Et il nous tourna le dos pour aller les chercher.

Cependant les signes qu’il avait laissé échapper nous donnèrent quelque inquiétude ; nous le rappelâmes.

— Est-ce qu’il y a du danger ? lui dîmes-nous.

— Dam !… le temps n’est pas beau ; mais, puisque vous voulez aller au Saint-Bernard, on tâchera de vous y conduire.

— En répondez-vous ?

— L’homme ne peut promettre que ce que peut faire un homme : on tâchera ; cependant, si j’ai un conseil à vous donner, avec votre permission, prenez plutôt six guides que trois.

— Eh bien ! soit, six guides ; mais revenons au danger : quel est-il ? Il me semble que nous ne sommes point encore assez avancés en saison pour avoir à craindre les avalanches ?

— Non, si nous ne nous écartons pas de la route.

— Mais on ne s’écarte dans la route que lorsqu’elle est couverte de neige, et le 26 août ce serait bien le diable !

— Oh ! quant à la neige, voyez-vous, que ça ne vous inquiète pas, nous en aurons, et plus haut que vos guêtres… Voyez-vous cette petite pluie-là, qui est bien gentille ici ? eh bien ! à une lieue de Saint-Pierre, comme nous allons toujours en montant jusqu’à l’hospice, ça sera de la neige. — Il retourna à la fenêtre : — Et elle tombera dru, ajouta-t-il en revenant.

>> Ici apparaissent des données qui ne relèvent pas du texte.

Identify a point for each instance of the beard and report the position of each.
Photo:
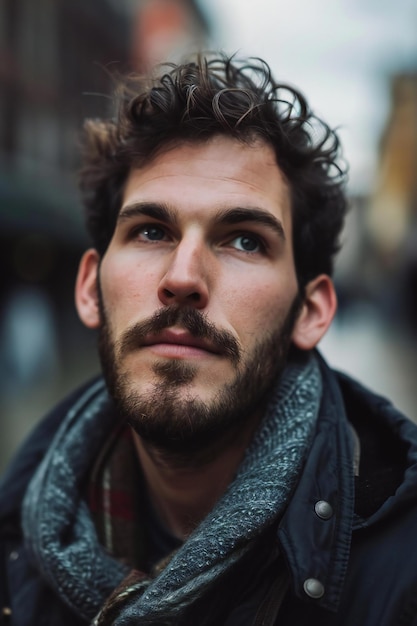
(182, 424)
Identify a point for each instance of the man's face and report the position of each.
(198, 288)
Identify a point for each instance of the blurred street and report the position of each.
(376, 353)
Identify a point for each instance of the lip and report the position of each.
(180, 342)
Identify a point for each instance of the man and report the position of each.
(221, 473)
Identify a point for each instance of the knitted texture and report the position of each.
(62, 540)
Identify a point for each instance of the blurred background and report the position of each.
(356, 60)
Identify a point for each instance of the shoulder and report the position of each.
(19, 472)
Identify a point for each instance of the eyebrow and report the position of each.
(164, 213)
(252, 214)
(158, 211)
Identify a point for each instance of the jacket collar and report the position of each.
(316, 529)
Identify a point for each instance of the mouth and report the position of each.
(179, 343)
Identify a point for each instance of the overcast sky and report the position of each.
(339, 53)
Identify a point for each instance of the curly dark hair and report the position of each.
(208, 96)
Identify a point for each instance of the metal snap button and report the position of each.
(313, 588)
(323, 509)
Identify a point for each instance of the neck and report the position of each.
(185, 489)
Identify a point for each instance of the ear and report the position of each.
(86, 292)
(317, 312)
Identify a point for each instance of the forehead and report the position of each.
(218, 173)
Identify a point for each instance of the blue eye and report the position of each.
(152, 233)
(247, 243)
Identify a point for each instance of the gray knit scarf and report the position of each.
(61, 537)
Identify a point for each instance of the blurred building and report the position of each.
(392, 216)
(57, 62)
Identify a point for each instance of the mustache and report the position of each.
(187, 318)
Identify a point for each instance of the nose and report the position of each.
(185, 281)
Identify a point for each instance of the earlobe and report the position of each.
(86, 291)
(317, 312)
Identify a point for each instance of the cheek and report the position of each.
(260, 305)
(127, 290)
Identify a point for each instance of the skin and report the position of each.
(179, 240)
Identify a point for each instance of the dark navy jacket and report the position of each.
(348, 545)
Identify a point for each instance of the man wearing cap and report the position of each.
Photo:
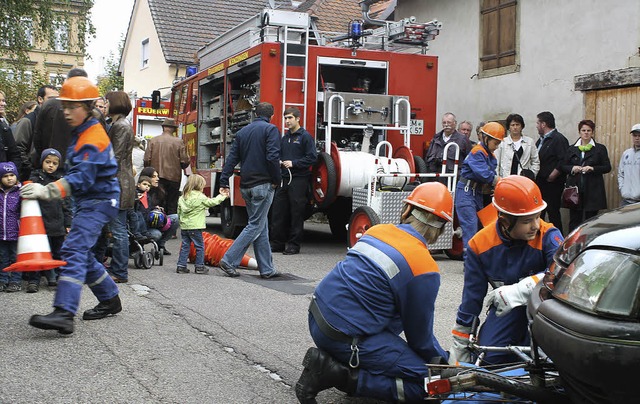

— Ah ! bah, bah ! Au Saint-Bernard !

— Messieurs, cependant, repris-je…

— Au Saint-Bernard : que ceux qui sont de l’avis d’aller coucher au Saint-Bernard lèvent la main.

Quatre mains se levèrent sur six. Le départ fut adopté.

— Voyez-vous, continua notre guide, si vous étiez des gens de la montagne, je dirais : C’est bon, en route ; mais vous êtes des Parisiens, à ce que je peux voir avec votre permission, et le Parisien, c’est délicat et ça craint le froid ; aussitôt qu’il a les pieds dans la neige, il grelotte.